Does backtesting work? / Why doesn't backtesting work? - Genius Mathematics Consultants (2024)

If a trading strategy seems to backtest successfully, why doesn’t it always work in live trading?

It’s widely acknowledged that a strategy that worked in the past may not work in the future. Market conditions change, other participants change their algorithms, adapt to your attempts to pick them off, and so on. This means you need to continually monitor and adjust even profitable strategies.

But there’s something even more problematic about backtesting strategies, which fewer people understand clearly. This is that a profitable backtest does not prove that a strategy “worked”, even in the past. This is because most backtests do not achieve any kind of “statistical significance”.

As everyone knows, it’s trivial to tailor a strategy that works beautifully on any given piece of historical data. It’s easy to contrive a strategy that fits the idiosyncratic features of a particular historical dataset, and then show that it is profitable when backtested. But when no mechanism actually exists relating the signal to future movement, the strategy will fail in live testing.

So how does one tell the difference? How can one show that a backtest is not only profitable, but statistically significant?

Statistical hypothesis testing in trading

If you’ve studied some basic statistics, you’ve probably heard of hypothesis testing.

In hypothesis testing, it’s not enough for a model to fit the data. It’s got to fit the data in a way that is “statistically significant”. This means that it’s unlikely that the model would fit the data to the extent that it does, by chance or for any other reason than that the model really is valid.
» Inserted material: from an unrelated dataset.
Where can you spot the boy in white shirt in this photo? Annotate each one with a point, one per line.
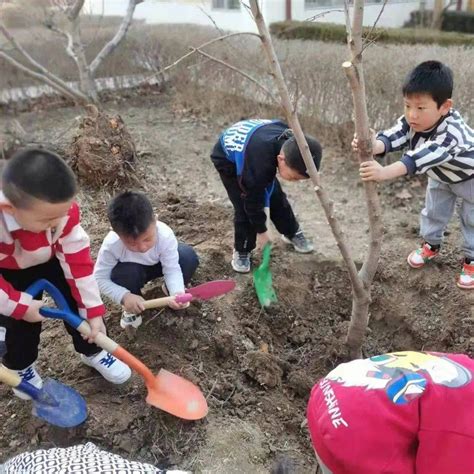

The only way for the model not to be valid is to invoke an “unlikely coincidence”.

One proposes some hypothesis about the data, and then considers the probability (called the p-value) that the apparent agreement between the data and the hypothesis occurred by chance. By convention, if the p-value is less than 5%, the hypothesis is considered statistically significant.

It’s worthwhile to place backtesting within this framework of hypothesis testing to help understand what, if anything, we can really conclude from a given backtest.

Coin toss trading

Let’s keep it simple to start with. Let’s suppose we have an algorithm which predicts, at time steps $t_1,…,t_n$, whether the asset will subsequently move up (change $\geq 0$) or down (change $<0$) over some time interval $\Delta T$. We then run a backtest and find that our algorithm was right some fraction $0 \leq x \leq 1$ of the time.

If our algorithm was right more than half of the time during the backtest, what’s the probability that our algorithm was right only by chance? This is calculated using the binomial distribution. To see some numbers, let’s suppose our algorithm makes 20 predictions ($n=20$) and is right for 12 of them. The probability of this happening entirely by chance is about 25%. If it’s right for 14 of them, the probability of this happening by chance is about 5.8%. This is approaching statistical significance according to convention. The idea is that it’s “unlikely” that our strategy is right by chance, therefore the mechanism proposed by the strategy is likely correct. So if our algorithm got 15 or more correct during the backtest, we’re in the money, right? Not so fast.

To take an extreme example, let’s suppose that our piece of historical data was a spectacular bitcoin bull run that went up 20 times in a row. And let’s suppose that our strategy is “Bitcoin only goes up!” Then our calculation above would prove that the strategy works with a statistical significance of 0.0001%! What’s gone wrong here?

When calculating the p-value for a linear regression, standard statistics usually assumes that the “noise” in the data is random and normally distributed. One mistake we have made in the above analysis is assuming that the actual price trajectory is like a coin toss – equally likely to go up or down. But market movements are not random. They can, for example, be highly autocorrelated. And they can go up in a highly non-random way for quite some time, before turning around and going down.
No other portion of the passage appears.